Duplessis was the kind of guy who made sure his family had what they needed no matter what. That's why he went out despite some warnings to stay inside that night, family members said.
Tragically, Ida's powerful winds brought a tree down just as Duplessis was getting out of a pickup truck, fatally striking him outside the house.
Duplessis, 60, is one of three people known to have been killed in Louisiana directly by Ida. Two others drowned in the New Orleans area. Others have since been injured in the storm's aftermath from the operation of home generators. Also, two were killed in Mississippi when a road collapsed.
The full death toll from the hurricane may not be known for days as search and rescue continues.
Earlier reports of Duplessis' death had him inside the home when the tree fell, but family members say he was outside it.
The tree — one he worried would fall, but which he didn't have the money to get cut down — smashed the truck he had just exited. Another man with him somehow emerged unscathed.
A cousin was with Duplessis in his last moments. They recited the "Lord's Prayer" together, Duplessis' youngest child, Chasity Fatherree, said.
"His last words was, 'Tell Hope I love her,'" Fatherree said in an interview Tuesday.
"He would have gave his last breath for her, and I guess he basically did trying to make sure she could come home where she was comfortable," said Fatherree, 32. "And he always said he wanted to go first because he wouldn't have been able to live without my mom."
Though Duplessis and his wife had long been separated, they remained close and lived on the same street a few houses from each other, in the kind of extended family compound still common in parts of Ascension.
Fatherree's mother has struggled with health troubles in recent years, drawing Duplessis' attention.

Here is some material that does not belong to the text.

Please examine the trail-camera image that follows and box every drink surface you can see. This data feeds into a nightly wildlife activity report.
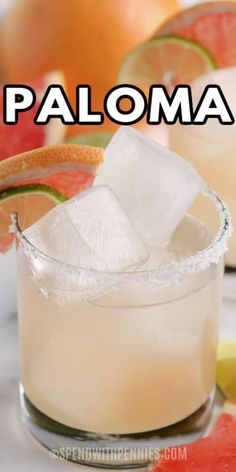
[18,217,222,434]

Duplessis married into one of Ascension's longstanding Babin families. He lived on a street named after a Babin and made his home on land originally homesteaded by a Babin north of Gonzales and off La. 621, his mother-in-law, Shirley Kirby, said.
At the same time, the old name for the area where he lived is called Duplessis.
By Fatherree's own account, she and her dad had the kind of relationship fathers and daughters who are too much alike often share.
They butted heads. He taught her to be self-reliant. They worked together during past hurricanes keeping generators going for older relatives.
But he still insisted on taking care of things for her.
Duplessis seemed to know everyone in town. Fatherree recalls security officers at a skating rink telling her as a youth that they were friends of her dad's and would be watching out.
He even introduced her to her husband, Jeremy.
Duplessis worked as a car mechanic and later at Marchand's hardware store in Gonzales, where many grew to know him, Fatherree said.
In his later years, he also suffered from a variety of health ailments that limited his ability to work. But they didn't limit his dedication to his family, including his 12 grandchildren.
Fatherree said the sudden death of her father during the turmoil of Ida — they were on generator power and housing family Tuesday — has left her struggling to fully grasp with his loss.
Funeral plans have been delayed at least a week.
Fatherree says she keeps thinking she is going to go over to his home and he'll be there, pushing himself to do things despite his ailments.
"It does not seem real at all," she said.